I started competing in women’s bodybuilding in the early 80’s when I was just twenty years old, but when a boyfriend insisted that I stop – I did. I had acquired anorexia nervosa – but it wasn’t from body dysmorphia – it was the fear of losing his ‘love’ and that of my parents, who were proud of what had achieved. I believed love came in the form of pleasing them and I became a more compliant daughter and wife. The dominant thought of anorexia was “If I don’t do this, I won’t be of value.” For me it was not about body weight or body image – it was about needing to feel valued in order to be loved.

My physical health was restored after 2 years of battling anorexia nervosa and took up resistance training to restore my physical health. I feared the threat of hospitalisation from my doctor. But mostly, I feared the loss of the love of those closest to me. 25 years later, after becoming divorced, I decided to start Bodybuilding again. It gave me a goal to focus on, a way forward in what was a difficult time in my life.
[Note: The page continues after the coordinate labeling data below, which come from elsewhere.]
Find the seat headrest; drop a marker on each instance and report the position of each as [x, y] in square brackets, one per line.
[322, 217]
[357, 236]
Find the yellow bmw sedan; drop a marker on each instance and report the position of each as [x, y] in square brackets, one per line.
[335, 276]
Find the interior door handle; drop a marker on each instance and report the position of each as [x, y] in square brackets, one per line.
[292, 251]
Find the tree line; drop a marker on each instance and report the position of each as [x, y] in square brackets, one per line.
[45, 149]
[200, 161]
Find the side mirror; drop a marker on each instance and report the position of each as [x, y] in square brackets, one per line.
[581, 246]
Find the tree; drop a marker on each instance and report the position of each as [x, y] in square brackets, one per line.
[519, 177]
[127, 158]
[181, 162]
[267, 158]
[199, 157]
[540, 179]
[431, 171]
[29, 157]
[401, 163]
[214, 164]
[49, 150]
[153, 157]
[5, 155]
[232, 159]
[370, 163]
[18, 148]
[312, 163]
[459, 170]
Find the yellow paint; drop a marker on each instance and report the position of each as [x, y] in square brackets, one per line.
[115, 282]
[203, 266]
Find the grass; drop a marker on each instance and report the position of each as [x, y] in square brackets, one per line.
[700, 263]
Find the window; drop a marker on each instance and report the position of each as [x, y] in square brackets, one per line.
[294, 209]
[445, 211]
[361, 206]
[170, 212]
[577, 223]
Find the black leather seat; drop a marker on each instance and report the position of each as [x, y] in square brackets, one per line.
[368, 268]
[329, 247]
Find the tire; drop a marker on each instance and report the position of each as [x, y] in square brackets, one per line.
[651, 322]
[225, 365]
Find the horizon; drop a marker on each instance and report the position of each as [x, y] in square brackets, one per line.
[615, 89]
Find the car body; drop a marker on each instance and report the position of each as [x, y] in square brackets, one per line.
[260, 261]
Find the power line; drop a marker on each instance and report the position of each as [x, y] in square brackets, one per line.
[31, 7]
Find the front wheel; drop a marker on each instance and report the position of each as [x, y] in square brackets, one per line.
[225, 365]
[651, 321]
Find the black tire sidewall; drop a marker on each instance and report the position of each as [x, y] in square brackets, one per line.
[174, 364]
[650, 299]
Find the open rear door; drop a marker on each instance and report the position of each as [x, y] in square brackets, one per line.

My psychologist used increased increments of resistance training and as an analogy to strengthen every layer of unlearning of unhealthy thoughts I had of myself and to stop the crumbling of my sense of worth by other’s expectations and people-pleasing. However, my diagnosis of severe clinical depression led to me making poor decisions which resulted in me being imprisoned for 11 months. Before sentencing, a forensic psychologist asked me what the dominant thought I had before breaking the law. It was “If I don’t do this, I won’t be of value.” This type of thinking over decades weathered down every part of who I was, reducing me to a crumbling mess of self-loathing.

Resistance training has helped restore my mental health. My psychologist said to me in the first visit I had with her, that one day I would walk with my head held high. That I do, when I am working with women impacted by the criminal justice system. I instill in them a belief to love who they. The work I do also educates the fitness industry on how to support clients at risk of eating disorders.